Pre-orders have now become synonymous with the idea that marketing teams no longer see gamers as anything more than sales numbers. The industry is so in love with the idea of hitting up gamers for cash before a release that this pre-order trend will likely continue to get worse. Schemes that circumvent the system of reviewers, lets players, and other gaming personalities that filter out bad games for consumers will likely only get worse.

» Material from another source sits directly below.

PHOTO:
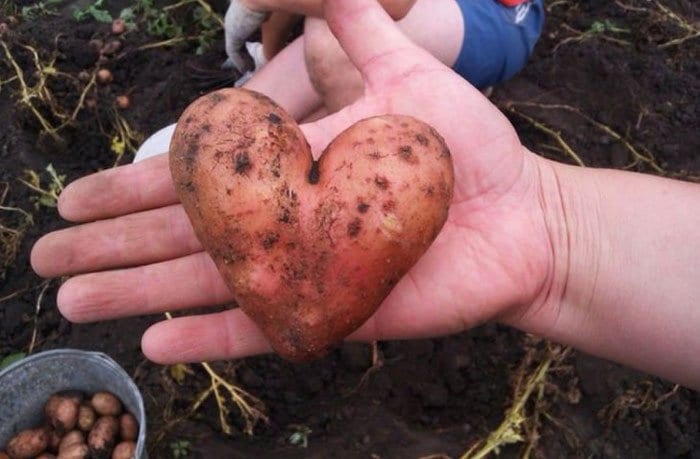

The latest scheme that falls into this egregious category is the Deus Ex: Mankind Divided “Augment” system. The asinine idea is a 5-tier system that relies on gross pre-order numbers to unlock voting for various rewards. The “Augment Your Pre-Order” system is structured with five unlockable tiers, and each tier contains a set of one to three options for what content players want unlocked on Day One of release. The first tier, which offers mostly cosmetic bonuses, is unlocked automatically, but each tier after that will only be unlocked when as-yet-undisclosed global pre-order goals are met. Some of the rewards include in-game items, digital books and music, and an extra in-game mission. Tier 5’s reward is getting the game four days early.
Every one of these tiers is ingrained with an exploitative mindset that treats gamers like drooling idiots. These systems remove any sense of confidence in the pre-order system that anyone could still have. As it’s obvious that if this system sees financial success, it will be recreated by other publishers. Once the novelty wears off and people see the shoddy system for what it is, the next iteration of pre-order shenanigans will take it’s place trying to take advantage of gamers.
Unless of course we wake up and make this system fall flat on it’s face by not pre-ordering the game. And also hoping that the marketing company that came up with this abomination is hung out to dry.